While in Berlin, I saw the Designmai Youngsters exhibition:
The PIZZONI® Lifestyle-Grill looks like a rigid shoulder bag but is in fact a grill for barbecue.
And that was the first piece I saw at the exhibit. Quite normal. But here’s the rest:
Ralf Breternitz (D) recycled toilets into speakers. Tonia Welter (the designer of the Netto plastic laptop bags) showed some memory-sticks cufflinks.
Sven Burgheim and Björn Bernt’s Sleeplight tries to solve space problem by dividing the room with a bed-lamp. Asleep no light is needed, and with light you don’t sleep. Space for daytime, and a place for nighttime.

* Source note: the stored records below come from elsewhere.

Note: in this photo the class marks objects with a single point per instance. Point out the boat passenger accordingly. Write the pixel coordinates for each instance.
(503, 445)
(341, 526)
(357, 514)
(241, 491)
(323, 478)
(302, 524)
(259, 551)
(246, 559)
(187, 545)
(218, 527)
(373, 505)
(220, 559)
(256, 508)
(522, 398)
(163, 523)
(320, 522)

Another solution for minimum space is Storno Design ‘s Erika which stores every ustensil or appliances on the kitchen wall. Nothing is hidden. (video).
POG investigates “non-design” products to find their hidden aesthetic and functional qualities, and turn them into “quality products“.
Wolksware was presenting the most expensive coat in the world, a garment made out of labels, that were taken from 7531 different pieces of clothes. The labels present a value of exactly 759.987,20 Euro.
The Erwachsen Egg, by Martin Jonsson, is delivered as unspecified utility goods, manufactured in a limited series of 99 pieces and have to be assembled by customers themselves, which forces participation.
The Erwachsen Egg project is a survey of customer behaviour and it uses accepted norms of economic psychology and product marketing that require the buyer to consider the risks that consumption always involves. A consumer will bond with the object he purchases; and the object is expected to satisfy the demands and expectations of it’s new owner.